In [1]:
import numpy as np
import pandas as pd
import re

from keras.models import Model
from keras.layers import Dense, Input, Dropout, LSTM, Activation
from keras.layers.embeddings import Embedding
from keras.preprocessing import sequence
from keras.initializers import glorot_uniform
from keras.utils import np_utils
from keras.callbacks import EarlyStopping
from nltk.corpus import stopwords
np.random.seed(1)
from sklearn.model_selection import train_test_split

from keras.preprocessing.text import text_to_word_sequence

import matplotlib.pyplot as plt

import gc

%matplotlib inline

  from ._conv import register_converters as _register_converters
Using TensorFlow backend.


In [2]:
import nltk
nltk.download('stopwords')
nltk.download('punkt')
from nltk.corpus import stopwords 
from nltk.tokenize import word_tokenize 
 
stop_words = set(stopwords.words('english')) 

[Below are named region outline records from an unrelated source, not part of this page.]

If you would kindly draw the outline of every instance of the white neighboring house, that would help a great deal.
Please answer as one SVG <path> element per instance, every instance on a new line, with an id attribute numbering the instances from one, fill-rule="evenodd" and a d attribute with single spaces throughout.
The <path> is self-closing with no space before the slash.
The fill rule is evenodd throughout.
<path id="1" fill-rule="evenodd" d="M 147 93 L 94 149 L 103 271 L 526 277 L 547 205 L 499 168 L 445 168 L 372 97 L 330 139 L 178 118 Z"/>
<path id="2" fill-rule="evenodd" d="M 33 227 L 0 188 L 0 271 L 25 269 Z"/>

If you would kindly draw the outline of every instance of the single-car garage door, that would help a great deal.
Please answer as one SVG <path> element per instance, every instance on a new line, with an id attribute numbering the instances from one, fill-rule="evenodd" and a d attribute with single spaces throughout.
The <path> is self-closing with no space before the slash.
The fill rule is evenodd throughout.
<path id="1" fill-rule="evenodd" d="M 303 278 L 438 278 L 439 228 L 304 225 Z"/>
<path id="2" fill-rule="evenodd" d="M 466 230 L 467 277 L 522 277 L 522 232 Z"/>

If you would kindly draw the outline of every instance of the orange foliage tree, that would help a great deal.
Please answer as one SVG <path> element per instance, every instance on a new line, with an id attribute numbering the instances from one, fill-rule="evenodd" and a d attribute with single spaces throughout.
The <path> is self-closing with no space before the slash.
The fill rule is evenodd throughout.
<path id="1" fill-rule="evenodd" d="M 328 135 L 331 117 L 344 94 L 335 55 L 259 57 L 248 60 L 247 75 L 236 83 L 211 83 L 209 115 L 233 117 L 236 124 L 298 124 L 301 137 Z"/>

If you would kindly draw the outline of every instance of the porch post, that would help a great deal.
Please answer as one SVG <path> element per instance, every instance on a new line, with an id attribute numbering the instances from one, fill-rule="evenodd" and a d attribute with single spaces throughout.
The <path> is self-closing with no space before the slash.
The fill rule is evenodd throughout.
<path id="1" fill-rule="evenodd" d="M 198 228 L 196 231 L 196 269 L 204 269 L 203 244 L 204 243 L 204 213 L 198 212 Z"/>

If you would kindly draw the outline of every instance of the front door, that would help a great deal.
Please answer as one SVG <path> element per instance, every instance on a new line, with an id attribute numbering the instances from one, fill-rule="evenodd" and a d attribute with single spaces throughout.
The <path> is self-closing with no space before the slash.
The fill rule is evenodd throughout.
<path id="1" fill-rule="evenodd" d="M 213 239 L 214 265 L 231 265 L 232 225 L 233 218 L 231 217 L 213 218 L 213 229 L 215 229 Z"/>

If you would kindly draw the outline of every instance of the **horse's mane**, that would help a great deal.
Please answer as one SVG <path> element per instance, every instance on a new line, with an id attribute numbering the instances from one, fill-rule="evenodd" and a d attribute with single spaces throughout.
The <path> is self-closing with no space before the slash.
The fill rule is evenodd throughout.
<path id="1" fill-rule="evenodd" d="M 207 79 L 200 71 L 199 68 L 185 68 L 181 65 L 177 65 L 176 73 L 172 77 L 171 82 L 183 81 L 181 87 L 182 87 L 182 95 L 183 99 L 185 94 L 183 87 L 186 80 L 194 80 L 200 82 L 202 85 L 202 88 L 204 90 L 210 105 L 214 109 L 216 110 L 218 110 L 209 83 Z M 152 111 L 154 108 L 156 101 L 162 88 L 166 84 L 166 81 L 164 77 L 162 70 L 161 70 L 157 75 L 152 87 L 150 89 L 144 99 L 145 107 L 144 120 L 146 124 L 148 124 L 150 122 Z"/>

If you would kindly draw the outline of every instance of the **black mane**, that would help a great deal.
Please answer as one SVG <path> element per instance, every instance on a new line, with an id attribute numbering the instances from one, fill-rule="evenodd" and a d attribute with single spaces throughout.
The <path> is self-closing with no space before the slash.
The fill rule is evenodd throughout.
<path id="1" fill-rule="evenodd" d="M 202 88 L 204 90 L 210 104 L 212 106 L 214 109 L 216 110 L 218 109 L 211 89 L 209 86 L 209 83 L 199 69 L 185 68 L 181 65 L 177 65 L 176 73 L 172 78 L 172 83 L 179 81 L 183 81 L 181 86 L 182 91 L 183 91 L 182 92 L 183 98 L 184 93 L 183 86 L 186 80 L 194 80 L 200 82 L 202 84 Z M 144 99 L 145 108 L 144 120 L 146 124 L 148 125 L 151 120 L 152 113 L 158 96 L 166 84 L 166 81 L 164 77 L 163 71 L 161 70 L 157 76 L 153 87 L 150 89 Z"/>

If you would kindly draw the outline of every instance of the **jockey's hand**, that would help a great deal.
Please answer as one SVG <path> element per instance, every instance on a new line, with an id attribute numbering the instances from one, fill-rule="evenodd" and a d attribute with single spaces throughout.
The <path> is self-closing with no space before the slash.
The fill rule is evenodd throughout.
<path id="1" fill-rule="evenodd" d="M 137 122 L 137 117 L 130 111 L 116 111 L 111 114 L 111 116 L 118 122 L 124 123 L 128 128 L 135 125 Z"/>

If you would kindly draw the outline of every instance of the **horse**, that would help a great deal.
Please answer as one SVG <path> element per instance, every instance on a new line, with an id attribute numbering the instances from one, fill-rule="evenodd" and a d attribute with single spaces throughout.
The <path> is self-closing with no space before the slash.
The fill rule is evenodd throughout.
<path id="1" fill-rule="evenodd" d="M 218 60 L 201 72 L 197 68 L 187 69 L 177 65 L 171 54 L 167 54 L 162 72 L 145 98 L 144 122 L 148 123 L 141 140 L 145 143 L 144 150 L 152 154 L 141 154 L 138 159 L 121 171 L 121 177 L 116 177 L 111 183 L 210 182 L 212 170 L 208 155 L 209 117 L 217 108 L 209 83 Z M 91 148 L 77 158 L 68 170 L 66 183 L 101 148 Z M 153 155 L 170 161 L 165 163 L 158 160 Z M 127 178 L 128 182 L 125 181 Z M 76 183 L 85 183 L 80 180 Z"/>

def remove_stop_words(text):
    word_tokens = word_tokenize(text) 
    filtered_sentence = [w for w in word_tokens if not w in stop_words] 
    return ' '.join(filtered_sentence)

[nltk_data] Downloading package stopwords to C:\Users\Mike del
[nltk_data]     Castillo\AppData\Roaming\nltk_data...
[nltk_data]   Package stopwords is already up-to-date!
[nltk_data] Downloading package punkt to C:\Users\Mike del
[nltk_data]     Castillo\AppData\Roaming\nltk_data...
[nltk_data]   Package punkt is already up-to-date!


In [3]:
data = pd.read_csv('data/twitter-airline-sentiment.csv')

In [4]:
data['text'] = list(map(remove_stop_words, data['text'].values))
data.head()

Unnamed: 0,text,pos,neg
0,said,0.0,0.0
1,plus youve added commercials experience tacky,1.0,0.0
2,didnt today must mean need take another trip,0.0,0.0
3,really aggressive blast obnoxious entertainmen...,0.0,1.0
4,really big bad thing,0.0,1.0


In [5]:
sentences = data['text'].values
corpus = [text_to_word_sequence(y) for y in sentences]

In [6]:
X_raw_train, X_raw_test, Y_train, Y_test = train_test_split(
    sentences,
    data[['pos', 'neg']].values,
    random_state=69, 
    test_size=0.1, shuffle=True
)

In [7]:
max_sentence_length = 35
vector_size = 300

In [8]:
from gensim.models.word2vec import Word2Vec
from gensim.models import KeyedVectors

# word2vec = KeyedVectors.load_word2vec_format('GoogleNews-vectors-negative300.bin', binary=True)
word2vec = Word2Vec(sentences=corpus,
                    size=vector_size, 
                    window=10, 
                    negative=20,
                    iter=50,
                    seed=1000,
                    workers=4)
word2vec = word2vec.wv

gc.collect()



11

In [9]:
def sent2index(corpus):
    gc.collect()
    input_matrix = np.zeros((len(corpus),max_sentence_length))
    
    for i in range(len(corpus)):
        for t, token in enumerate(corpus[i]):
            if t >= max_sentence_length:
                break
            if token not in word2vec.vocab:
                continue
            input_matrix[i, t] = word2vec.vocab.get(token).index
    return input_matrix

In [10]:
X_train = sent2index(X_raw_train)
X_test = sent2index(X_raw_test)

In [11]:
gc.collect()
vocab_len = len(word2vec.vocab) + 1

emb_matrix = np.zeros((vocab_len, vector_size))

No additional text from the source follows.